Some underwater photographers swear that they can see better through their viewfinders if they wear a mask with a black skirt. For the sort of action photography I enjoy most under water, the peripheral vision afforded by a clear skirt gives me a hint of what’s going on outside my zone of sharp vision. I want to know where the other sharks are!
Sharp vision is another matter, as anyone over the age of 50 can confirm. I’ve found that I can work with a mask equipped with prescription lenses that work well for my near vision alone. After all, everything further than a couple of metres from me is going to be a bit unsharp anyway, thanks to the effect of turbidity in the water.
So I like to use a twin-lens mask equipped with three-dioptre lenses instead of plain glass.
I was sent a TUSA Freedom Ceos mask to try.
I don’t often try masks because they are rarely supplied to suit my eyesight, so I stick with those few that come with suitable lenses.
Despite the importer choosing to send me a mask that made me look like Tonto’s best mate, or Delboy and Rodney on their way to a fancy-dress party, I was knocked out that it asked me what strength lenses I needed – and by the fact that it could supply them from stock.

The Design
The mask arrived first, swiftly followed by the prescription lenses. Once I had worked out how to remove the retaining clip, the frame came out easily enough and the old lenses substituted with the three-dioptre ones. If you invest in such a mask, your dealer will perform this service for you.
I had been sent the more expensive Pro version with extra-clear glass lenses but, of course, by substituting the prescription lenses I reduced it to the standard specification.
The skirt of this mask is particularly soft and pliable. I believe it would suck onto almost any face if it can cope with all my whiskers and wrinkles. I admit to not liking looking through the tunnel vision afforded by a black skirt, but that’s just me. If I were to buy one it would have a clear silicone skirt.
The strap is easily adjusted by pinching a release top and bottom of the buckle. This is attached directly to the flexible skirt via a rotating mount, so that almost any strap position feels comfortable.
I dived in head-first off the swim platform of the liveaboard and the mask stayed in place.
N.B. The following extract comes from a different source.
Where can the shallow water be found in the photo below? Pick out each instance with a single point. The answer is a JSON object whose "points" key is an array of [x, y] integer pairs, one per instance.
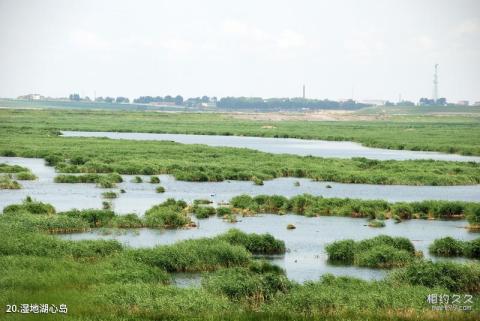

Lots of masks are available with negative-strength lenses for those who are naturally short-sighted, but few with positive-rated dioptres for people with arms that are no longer long enough to read a newspaper.
Alas, it’s the latter type that older divers tend to need.
Whether you still have youth on your side and buy one of these Ceos masks with plain glass, or whether you require the additional expense of prescription lenses, you’ll be well satisfied.
Remember, there are two types of people over 50 – those who wear glasses and those who don’t read books!

Beuchat X-Compact 2, £32
Atomic Subframe, £80
Oceanic Ion, £43

PRICE £62 (£22 - £30 for additional corrective lenses). Pro version: £77
SKIRTS Clear or opaque black
OPTIONAL LENSES –8.0 to +4.5 dioptres in 0.5 increments and bi-focal.